I tak oto dzisiaj przedstawiam Wam moje zdanie na temat Avon - bazy pod cienie.
Opis producenta (opakowanie):
Przedłuża trwałość cieni i zapobiega zbieraniu się ich w załamaniach powieki. Nadaje powiekom gładki, matowy wygląd, odpowiedni do każdego rodzaju skóry.

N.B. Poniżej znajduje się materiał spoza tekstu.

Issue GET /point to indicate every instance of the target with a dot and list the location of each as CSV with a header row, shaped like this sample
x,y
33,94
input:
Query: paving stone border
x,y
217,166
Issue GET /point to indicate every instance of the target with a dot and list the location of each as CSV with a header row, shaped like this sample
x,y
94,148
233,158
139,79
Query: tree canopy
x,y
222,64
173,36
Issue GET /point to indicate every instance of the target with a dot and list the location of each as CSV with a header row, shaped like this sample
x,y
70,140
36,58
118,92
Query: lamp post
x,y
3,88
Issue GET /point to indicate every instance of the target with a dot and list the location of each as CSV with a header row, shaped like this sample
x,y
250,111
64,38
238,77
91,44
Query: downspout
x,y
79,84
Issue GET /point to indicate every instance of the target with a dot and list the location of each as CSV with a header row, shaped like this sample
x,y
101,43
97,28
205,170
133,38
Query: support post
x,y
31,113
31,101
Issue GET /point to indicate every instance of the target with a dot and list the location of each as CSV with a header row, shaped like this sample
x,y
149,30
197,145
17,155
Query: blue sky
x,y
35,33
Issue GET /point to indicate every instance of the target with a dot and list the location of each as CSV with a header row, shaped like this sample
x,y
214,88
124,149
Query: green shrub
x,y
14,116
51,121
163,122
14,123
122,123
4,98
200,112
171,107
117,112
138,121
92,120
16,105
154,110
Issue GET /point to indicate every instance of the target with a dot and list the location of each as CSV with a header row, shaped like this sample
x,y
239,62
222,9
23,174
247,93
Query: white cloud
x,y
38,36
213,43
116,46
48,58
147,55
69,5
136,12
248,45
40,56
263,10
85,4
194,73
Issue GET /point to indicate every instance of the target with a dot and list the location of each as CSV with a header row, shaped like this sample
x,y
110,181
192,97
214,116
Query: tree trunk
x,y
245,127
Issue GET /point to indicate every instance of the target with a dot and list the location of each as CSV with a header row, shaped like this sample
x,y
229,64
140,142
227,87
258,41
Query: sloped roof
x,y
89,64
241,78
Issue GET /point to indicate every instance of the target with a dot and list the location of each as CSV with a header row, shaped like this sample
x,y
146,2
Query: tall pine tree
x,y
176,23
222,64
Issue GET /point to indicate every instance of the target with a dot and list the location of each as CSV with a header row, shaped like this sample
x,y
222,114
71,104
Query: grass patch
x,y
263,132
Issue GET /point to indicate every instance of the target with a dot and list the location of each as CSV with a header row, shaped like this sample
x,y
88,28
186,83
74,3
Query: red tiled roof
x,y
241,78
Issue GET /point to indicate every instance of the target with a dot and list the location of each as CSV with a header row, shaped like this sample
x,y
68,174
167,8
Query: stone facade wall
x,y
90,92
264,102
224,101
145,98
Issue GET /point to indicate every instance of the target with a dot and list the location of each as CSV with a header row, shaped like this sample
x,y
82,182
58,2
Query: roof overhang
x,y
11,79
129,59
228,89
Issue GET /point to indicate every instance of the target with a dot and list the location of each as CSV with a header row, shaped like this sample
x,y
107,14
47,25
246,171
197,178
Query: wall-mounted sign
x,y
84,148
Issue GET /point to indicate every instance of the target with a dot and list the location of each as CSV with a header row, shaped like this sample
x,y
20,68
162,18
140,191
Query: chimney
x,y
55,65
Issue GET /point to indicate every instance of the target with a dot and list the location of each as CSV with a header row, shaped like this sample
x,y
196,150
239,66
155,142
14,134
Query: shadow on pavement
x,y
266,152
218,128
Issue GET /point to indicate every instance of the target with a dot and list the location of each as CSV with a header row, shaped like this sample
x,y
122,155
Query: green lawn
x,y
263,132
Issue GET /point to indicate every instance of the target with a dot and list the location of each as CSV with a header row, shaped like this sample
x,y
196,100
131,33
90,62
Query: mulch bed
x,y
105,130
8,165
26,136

Skład: Isododecane, Talc, Nylon-12, Cera Alba, Hydrogenated Coco-Glycerides, Disteardimonium Hectorite, Paraffin, C12-13 Alkyl Lactate, Silica, Aqua, Propylene Carbonate, Dimethicone, Butyrospermum Parkii (Shea) Butter, Methylparaben, Polyethylene, Camellia Oleifera Leaf Extract, Ethylparaben, Trimethylsiloxysilicate, Triethoxycaprylylsilane, Saccharomyces Lysate Extract, C9-15 Fluoroalkohol Phospohate, Biosaccharide Gum-1, Sodium Hyaluronate, Peg-12 Dimethicone, CI 77891, CI 77491, CI 77492, CI 77499.
Cena: 21 zł/3 g (w promocji już od 9,90 zł)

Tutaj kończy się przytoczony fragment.